UPDATE 4-Italy leads euro zone bond selloff on ECB unease, politics

* Italian 10-year yields rise to over 8-month high

* French 10-yr yields top 0.3% for first time since March 2020

* Spain, Portugal yields at highest in almost a year

* Euro zone periphery govt bond yields tmsnrt.rs/2ii2Bqr (Updates prices)

LONDON, May 17 (Reuters) – Italian borrowing costs rose on Monday to the highest in over eight months, leading a selloff across the euro zone on concerns over Italy’s reform path and the possibility that the ECB might slow the pace of its bond-buying stimulus in coming months.

Investors are increasingly pricing the possibility that economic recovery, fuelled by rapid COVID-19 vaccine rollouts, could encourage the European Central Bank to slow the pace of its emergency PEPP bond purchases.

Italy, a big beneficiary of ECB asset purchases, bore the brunt of selling. Its 10-year yields were up four basis points (bps) to 1.113% by 1519 GMT after rising as much as six bps earlier in the day.

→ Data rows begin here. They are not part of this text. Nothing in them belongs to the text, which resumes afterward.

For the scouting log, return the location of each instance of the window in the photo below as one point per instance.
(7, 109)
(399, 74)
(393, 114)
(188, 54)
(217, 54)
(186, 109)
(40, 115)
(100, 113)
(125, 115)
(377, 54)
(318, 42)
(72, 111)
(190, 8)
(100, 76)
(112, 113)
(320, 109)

That was on top of a 16 bps increase last week, while the gap over German peers widened to late-2020 levels and was last at 122.27 bps.

Selling was exacerbated by weekend comments from Matteo Salvini, leader of Italy’s right-wing League party, that Prime Minister Mario Draghi will be unable to enact key reforms demanded by the European Union because his unity government is too divided.

The selloff spread across the bloc, with France’s 10-year yield briefly topping 0.3% for the first time since March 2020. German yields rose around 1 bps to -0.114%, heading towards the near two-year peaks hit last week.

“The euro zone government bond market is generally in bad shape, especially for longer-dated pick-up paper, with France and SSAs (Sovereign Supranational Agency bonds) suffering as well, and Bunds,” said Commerzbank rates strategist Christoph Rieger.

Pick-up refers to spread available on riskier debt compared with regional benchmark Germany.

“Talk of less ECB buying certainly fits the picture. And perhaps the Salvini headlines over the weekend also added to the widening today as investors are getting nervous about what happens after 2023 if fiscal front-loading is not paying higher growth dividends in coming years.”

Saxo Bank strategist Althea Spinozzi said news Hungary’s central bank could soon consider lifting interest rates may have fed unease too.

“Peripheral bond yields are so low, they would be the first to re-price if there’s concern about ECB tapering or rate hikes,” Spinozzi said.

Portuguese and Spanish 10-year yields rose to their highest in almost a year, and were last up around 2 bps and 3 bps respectively .

So far, higher bond yields have not caused alarm, possibly as markets and ECB officials see the stronger economic backdrop as justifying a re-pricing.

Views differ within the ECB board on the future pace of emergency bond purchases, Pictet Wealth Management strategist Frederik Ducrozet noted, adding the ECB “would find it difficult to materially reduce the pace of PEPP purchases at the June meeting”.